SoFunction
Updated on 2024-11-10

How to Iterate over a DataFrame Using itertuples

Iterating over a DataFrame with itertuples

Recently in the recommended system practice when you need to generate items with the matrix and the user items matrix, found the DataFrame object traversal is very convenient function itertuples

The following are relevant.

  • iterrows() : Iterate DataFrame into (index ,series)
  • iteritems(): Iterate DataFrame into (column name, series)
  • itertuples(): Iterate DataFrame into tuples

Examples are shown below:

The getattr() function allows you to get the value specified in the tuple directly.

Here the corresponding value is accessed by listing the index

Here the corresponding value is retrieved via the Index index

Pandas - Dataframe row traversal several common methods performance analysis

pandas as python data analysis a big tool for the majority of data analysts to use. Unintentionally, I heard a beautiful colleague spit: dataframe is so slow ah! Uh-huh, instantly aroused my attention as a data person, go over and take a look, it turns out to be using the method itself is inefficient.

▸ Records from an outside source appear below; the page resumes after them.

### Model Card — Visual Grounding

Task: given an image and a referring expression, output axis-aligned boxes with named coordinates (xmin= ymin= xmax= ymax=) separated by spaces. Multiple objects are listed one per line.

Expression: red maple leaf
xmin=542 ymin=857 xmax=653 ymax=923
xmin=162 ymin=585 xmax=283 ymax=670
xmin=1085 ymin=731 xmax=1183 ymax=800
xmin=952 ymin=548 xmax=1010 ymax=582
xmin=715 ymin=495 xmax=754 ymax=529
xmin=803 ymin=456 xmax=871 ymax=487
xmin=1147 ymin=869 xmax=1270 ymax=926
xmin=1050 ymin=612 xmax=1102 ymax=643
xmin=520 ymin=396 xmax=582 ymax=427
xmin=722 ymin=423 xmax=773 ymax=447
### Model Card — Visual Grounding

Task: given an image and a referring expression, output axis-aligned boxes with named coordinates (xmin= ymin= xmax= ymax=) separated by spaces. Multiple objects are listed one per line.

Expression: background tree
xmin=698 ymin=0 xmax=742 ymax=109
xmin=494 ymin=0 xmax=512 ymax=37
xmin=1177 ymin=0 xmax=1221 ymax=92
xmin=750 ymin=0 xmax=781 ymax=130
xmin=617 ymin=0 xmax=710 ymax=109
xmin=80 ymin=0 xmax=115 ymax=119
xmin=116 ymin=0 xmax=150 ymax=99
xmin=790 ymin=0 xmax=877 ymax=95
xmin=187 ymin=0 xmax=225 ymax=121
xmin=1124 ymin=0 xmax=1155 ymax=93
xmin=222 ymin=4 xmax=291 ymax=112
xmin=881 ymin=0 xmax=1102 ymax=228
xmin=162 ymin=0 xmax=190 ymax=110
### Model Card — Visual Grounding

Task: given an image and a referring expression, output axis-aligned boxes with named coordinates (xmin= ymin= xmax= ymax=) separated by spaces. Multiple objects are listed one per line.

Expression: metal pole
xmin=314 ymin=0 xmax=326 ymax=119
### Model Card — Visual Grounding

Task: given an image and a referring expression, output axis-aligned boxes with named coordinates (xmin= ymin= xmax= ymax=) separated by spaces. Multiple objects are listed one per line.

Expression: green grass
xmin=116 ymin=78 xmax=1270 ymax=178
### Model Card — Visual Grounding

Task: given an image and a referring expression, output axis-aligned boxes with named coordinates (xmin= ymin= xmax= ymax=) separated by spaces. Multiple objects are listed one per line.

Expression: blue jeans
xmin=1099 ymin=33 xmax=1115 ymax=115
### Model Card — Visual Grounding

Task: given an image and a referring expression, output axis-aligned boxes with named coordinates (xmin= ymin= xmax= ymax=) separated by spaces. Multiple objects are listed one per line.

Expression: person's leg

In our daily work, traversing data by rows is a very common scenario! Especially since I moved from sql boy to data analysis, I can't stop thinking about

 select * from table1;

A quick look at the data in general. There are a few main implementations of this operation in pandas:

1、iterrows()

The principle is to iterate the Dataframe into a Series and return the result. This process requires type checking, so, it will take a long time. (Not recommended)

for index, row in ():
     # Dictionary access
     print(index, row['c1'], row['c2'])

2、itertuples()

The principle is to iterate the Dataframe into tuples, and then return, due to the immutable nature of the tuple, this process does not require type checking. (High efficiency, recommended)

for row in ():
    # print(row)
    print(, , , )
    print(, getattr(row,'name'), getattr(row,'account'), getattr(row,'pwd'))

3、for + zip 

This method is to construct the native tuple directly and manually, without caring about the index data. (High efficiency, recommended)

for A, B in zip(df['A'], df['B']):
    print(A, B)

summarize

The above is a personal experience, I hope it can give you a reference, and I hope you can support me more.